Academic. Despair gripped Frank. The history of Australia, the Mexican experience, those were his highlights. They were real, not academic.
 
Desperately he needed to get up and walk around, wave his hands, go have a smoke.
 
Anything but just sit there and take this defeat of his dream.

And now the committee would hear from the Bureau of Prisons, those most opposed to his proposal.
Their numbers and their power would be cut drastically if the idea succeeded.

Frank watched Dr. Adamson take the mike from the professor. The man had a carefully trimmed
mustache
and an air of intellectual accomplishment about him.
 
The system had chosen their spokesperson wisely.

"I
speak to you today, not only for the Bureau, but also for prison psychologists, for the association of prison guards and for the chaplains' association.

"Gentlemen, you plan to release these killers on an island.
 
They'll kill and steal and violate one another.
 
Fine.
 
Let them do that to each other, but not to innocent women and children, the families of convicts.
 
What right does this committee have to send American citizens to an island with psychopathic killers?

"Members of Congress, these are sick men.
 
Sick.
  
I am sure you understand that.
 
These are men who kill and rape and steal, often just for the fun of it.
 
These men have none of the psychological controls you and I have.
 
What they need is a therapeutic environment, a place where professionals can help them, a place where they can reconsider their criminal impulses."

Frank could see the final torpedo heading for his sinking ship. For the first time the committee listened intently.

"If you let these men go, innocent people will die.
 
If you let these men go, crime will be treated lightly. If you let these men go, years of important effort by prison psychologists will be in vain.
 
If you let these men go..."

Doc jumped up and tried to point at Adamson with his manacled hands, "if you let these men go, motherfuckers like Adamson will lose their jobs. They'll have to go out and work for a living."

The committee laughed.
 
Adamson's spell was broken.
 
Frank pulled Doc back down into his chair.
 
"Apologize," Frank whispered. Doc got back up and muttered an apology.

Murphy spoke up. "It's important for Congress to explore these ideas, no matter how unusual they are.
 
We have to…"
 
He launched into a long speech,
 
re-hashing what Adamson had said, his eye ever on the cameras.

Frank wanted to put his hand on his forehead. Rudy, Rudy, I know.
 
I know what's coming.
 
Murphy is going to jump ship.

Suddenly a page approached the congressman with a note.
 
Murphy read the message, looked out in the audience to the person the young man indicated, scribbled something on the note and handed it back to the page
 
-
 
and all the time he was still talking.

The young man carried the note back to the audience.
 
Frank turned around to see a well-dressed businessman.

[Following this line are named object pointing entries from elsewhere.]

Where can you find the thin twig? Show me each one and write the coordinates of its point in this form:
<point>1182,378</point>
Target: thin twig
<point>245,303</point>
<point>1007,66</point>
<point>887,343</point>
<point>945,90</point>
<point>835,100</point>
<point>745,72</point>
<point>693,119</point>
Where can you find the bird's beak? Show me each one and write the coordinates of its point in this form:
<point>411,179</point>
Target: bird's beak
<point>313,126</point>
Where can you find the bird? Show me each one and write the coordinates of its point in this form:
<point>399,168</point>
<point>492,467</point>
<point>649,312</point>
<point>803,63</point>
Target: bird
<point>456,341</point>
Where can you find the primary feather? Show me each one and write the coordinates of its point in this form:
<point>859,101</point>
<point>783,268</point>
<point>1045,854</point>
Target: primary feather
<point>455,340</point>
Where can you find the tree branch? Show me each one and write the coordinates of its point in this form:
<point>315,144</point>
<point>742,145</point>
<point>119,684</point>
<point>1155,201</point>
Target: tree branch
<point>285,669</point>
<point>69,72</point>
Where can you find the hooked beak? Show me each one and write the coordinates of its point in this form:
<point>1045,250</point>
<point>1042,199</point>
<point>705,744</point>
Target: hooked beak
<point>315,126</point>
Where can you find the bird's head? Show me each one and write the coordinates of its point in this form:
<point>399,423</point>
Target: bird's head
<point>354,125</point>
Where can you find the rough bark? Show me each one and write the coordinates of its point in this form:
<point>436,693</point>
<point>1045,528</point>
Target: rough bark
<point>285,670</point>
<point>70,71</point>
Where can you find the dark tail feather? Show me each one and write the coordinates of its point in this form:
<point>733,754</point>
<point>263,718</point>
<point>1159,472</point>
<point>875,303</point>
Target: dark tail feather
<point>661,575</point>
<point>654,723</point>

Frank couldn't believe what he was hearing.
 
Without losing a beat, Murphy was endorsing the island prison idea.
 
"Prison budget out of control," "work or starve," "excellent proposal."

The page handed Murphy another piece of paper.
 
More scribbling in the middle of the speech and the note went back to the page.
This time, however, the young man handed the message to one of the guards who handed it to Boss Gilmore.
Why was Boss Gilmore getting a note from Congressman Murphy?
 
What was going on?
 
If Boss Gilmore was involved, it was sure to be shady.

Frank nudged Doc and nodded toward Gilmore.
 
Doc shrugged.

Frank shifted his attention back on Congressman Murphy,
  
"... and so, Mr. Chairman, I'm asking for a recess, while staff research another island.
 
I think this idea deserves serious consideration."